Among the studied cytokines, IL-6 is already being considered as a potential biomarker for acute GVHD following allogenic HSCT, where elevated IL-6 levels were significantly associated with worsening outcomes including severe CRS, acute GVHD, and reduced overall survival [37,38]. In our study, IL-6 levels were elevated in patients who developed LE even before HSCT (Figure 3C). It has been reported that conditioning regimens leads to host tissue damage and elevated levels of inflammatory cytokines including IL-6, which is important in the initiation phase of acute GVHD pathophysiology [39]. LE patients showed significantly elevated IL-6 not only at baseline, but also on post-transplant days 3 and 5 compared to non-LE patients. In a study with humanized NSG mice using a patient-derived leukaemic cell line, depletion of phagocytic cells prior to CAR T cell transplantation was enough to abrogate IL-6 production and CRS and, furthermore, single-cell analysis of leukocytes isolated during CRS identified monocyte lineage cells to be the source of IL-6[40]. Through its involvement on B-cell differentiation and auto-antibody production, differentiation of Th17 cells, inhibition of Treg differentiation, or differentiation of CD8+ cytotoxic T cells, IL-6 has been reported to possibly induce and enhance autoimmune neuronal tissue damage [41,42,43]. Given that IL-6 has been strongly implicated in neuroinflammation [44], IL-6 may be a promising biomarker for screening patients at greater risk of developing neurotoxic sequelae.

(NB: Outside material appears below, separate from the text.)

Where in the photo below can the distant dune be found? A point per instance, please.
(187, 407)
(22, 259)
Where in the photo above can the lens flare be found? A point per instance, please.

In addition, treatment of CRS patients in blinatumomab and CAR T cell infusion trials with the IL-6 receptor antagonist tocilizumab was shown to produce rapid clinical stabilization [45,46,47,48]. Similar therapy with tocilizumab should be further studied in HSCT to prevent severe CRS and early CNS complications.
In addition to elevated IL-6, we also observed a significant decrease in frequency of Treg cells in LE patients by day 5 despite an initial expansion of naïve Treg cells on day 3, suggestive of suppressed Treg cells differentiation. IL-6 is known not only to inhibit TGF-β-induced T cell differentiation into regulatory T cells [49], but also downregulate Foxp3 expression on Treg cells [50]. Non-LE patients, on the other hand, had significant expansion of Treg cells by post-transplant day 21. Given that Treg cells are critical for suppressing inflammatory responses and have been implicated in several autoimmune diseases [51], this early lack of reconstitution of Treg cells in LE patients may have heralded the onset of acute GVHD and neurologic symptoms. Indeed, we show that reduced Treg cells frequency was associated with greater severity of acute GVHD (Figure 4C), consistent with previous reports stating that protection against GVHD depends not only on the depletion of donor alloreactive T cells but also the rapid and robust recovery of donor Treg cells to initiate and maintain alloimmune regulation [52,53,54,55,56,57]. Further studies have shown Treg cells from patients with acute GVHD exhibited multiple dysfunctions, including Foxp3 expression instability and increased apoptosis [58]. The underlying mechanism among early induction of IL-6, Treg cells suppression or dysfunction, and early neurotoxic clinical outcomes such as LE should be carefully investigated in future studies.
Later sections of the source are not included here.